Texte officiel de l’article 172 du CGI
1° En vue du contrôle des bénéfices servant de base à l’impôt sur le revenu, les contribuables réalisant des bénéfices industriels, commerciaux ou artisanaux, des bénéfices non commerciaux ou assimilés ou des bénéfices agricoles soumis au régime du bénéfice réel doivent, en outre, faire parvenir à l’administration les déclarations et renseignements prévus aux articles 53 A , 97 ou à l’article 38 sexdecies Q de l’annexe III au présent code. 2° (Abrogé). 3° Les déclarations mentionnées au 1 sont souscrites par celui des époux qui exerce personnellement l’activité.
Questions fréquentes sur l’article 172
Qui doit respecter les obligations de l'article 172 du CGI ?
Tous les professionnels soumis au régime réel : entreprises BIC (industriels, commerçants, artisans), professions libérales BNC et exploitants agricoles. Ces déclarations s'ajoutent à la déclaration de revenus classique.
Que se passe-t-il si un époux marié exerce une activité professionnelle ?
Selon l'article 172, c'est l'époux qui exerce personnellement l'activité qui doit souscrire les déclarations professionnelles, même si le couple fait une déclaration commune de revenus.

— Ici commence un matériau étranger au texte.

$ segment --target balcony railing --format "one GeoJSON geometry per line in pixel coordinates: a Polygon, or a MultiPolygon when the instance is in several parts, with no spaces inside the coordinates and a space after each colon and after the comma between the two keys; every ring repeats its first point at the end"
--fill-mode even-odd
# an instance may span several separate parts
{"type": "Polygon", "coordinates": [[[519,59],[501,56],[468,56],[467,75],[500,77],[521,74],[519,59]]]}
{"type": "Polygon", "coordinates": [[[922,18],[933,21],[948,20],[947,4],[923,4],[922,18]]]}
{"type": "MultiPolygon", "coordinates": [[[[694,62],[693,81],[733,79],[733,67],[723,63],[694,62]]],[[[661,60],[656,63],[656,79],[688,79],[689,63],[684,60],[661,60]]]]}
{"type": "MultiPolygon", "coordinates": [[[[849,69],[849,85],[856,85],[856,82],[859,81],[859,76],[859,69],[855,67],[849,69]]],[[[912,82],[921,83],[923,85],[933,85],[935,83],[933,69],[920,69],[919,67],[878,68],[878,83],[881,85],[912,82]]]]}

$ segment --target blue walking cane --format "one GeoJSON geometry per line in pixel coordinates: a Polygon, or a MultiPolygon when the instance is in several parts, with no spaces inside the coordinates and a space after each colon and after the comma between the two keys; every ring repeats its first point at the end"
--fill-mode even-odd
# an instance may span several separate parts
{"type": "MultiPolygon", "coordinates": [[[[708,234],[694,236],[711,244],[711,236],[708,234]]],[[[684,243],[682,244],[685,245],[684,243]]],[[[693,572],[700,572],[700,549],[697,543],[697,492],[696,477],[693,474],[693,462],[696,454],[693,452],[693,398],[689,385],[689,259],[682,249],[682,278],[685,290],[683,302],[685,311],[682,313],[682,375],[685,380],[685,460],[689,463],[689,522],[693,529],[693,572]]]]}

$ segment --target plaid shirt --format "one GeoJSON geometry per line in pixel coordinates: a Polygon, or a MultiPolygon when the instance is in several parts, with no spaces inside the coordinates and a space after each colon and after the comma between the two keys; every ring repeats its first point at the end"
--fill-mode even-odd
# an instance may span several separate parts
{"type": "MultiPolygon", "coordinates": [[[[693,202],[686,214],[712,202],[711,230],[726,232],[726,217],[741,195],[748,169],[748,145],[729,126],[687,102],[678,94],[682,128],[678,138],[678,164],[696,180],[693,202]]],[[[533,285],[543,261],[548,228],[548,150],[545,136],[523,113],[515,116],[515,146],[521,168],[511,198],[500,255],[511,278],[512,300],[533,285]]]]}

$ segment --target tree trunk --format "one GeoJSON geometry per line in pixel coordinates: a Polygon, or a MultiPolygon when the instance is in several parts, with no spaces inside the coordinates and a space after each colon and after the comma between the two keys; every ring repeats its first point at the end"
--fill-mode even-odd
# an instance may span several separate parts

Ce que dit l’article 172 du CGI
L’article 172 du Code général des impôts établit des obligations déclaratives spécifiques pour les professionnels soumis au régime réel. Cette disposition impose aux contribuables réalisant des bénéfices industriels, commerciaux, artisanaux (BIC), des bénéfices non commerciaux (BNC) ou agricoles de transmettre des déclarations complémentaires à l’administration fiscale, en plus de leur déclaration de revenus habituelle.
Application pratique selon votre statut
Pour les TPE et PME
Les entreprises soumises au régime réel normal ou simplifié doivent déposer leurs liasses fiscales selon l’article 53 A. Par exemple, une SARL réalisant 800 000 € de chiffre d’affaires doit transmettre sa liasse 2065 complète avec bilan, compte de résultat et annexes. Ces documents permettent à l’administration de contrôler la cohérence entre les bénéfices déclarés et la situation financière réelle de l’entreprise.
Pour les professions libérales et avocats
Les professionnels libéraux au régime de la déclaration contrôlée doivent respecter l’article 97 du CGI. Un avocat générant 150 000 € de recettes annuelles devra ainsi produire sa déclaration 2035 détaillant ses recettes, charges déductibles et immobilisations. Cette obligation concerne également les médecins, architectes, consultants et autres BNC soumis au régime réel.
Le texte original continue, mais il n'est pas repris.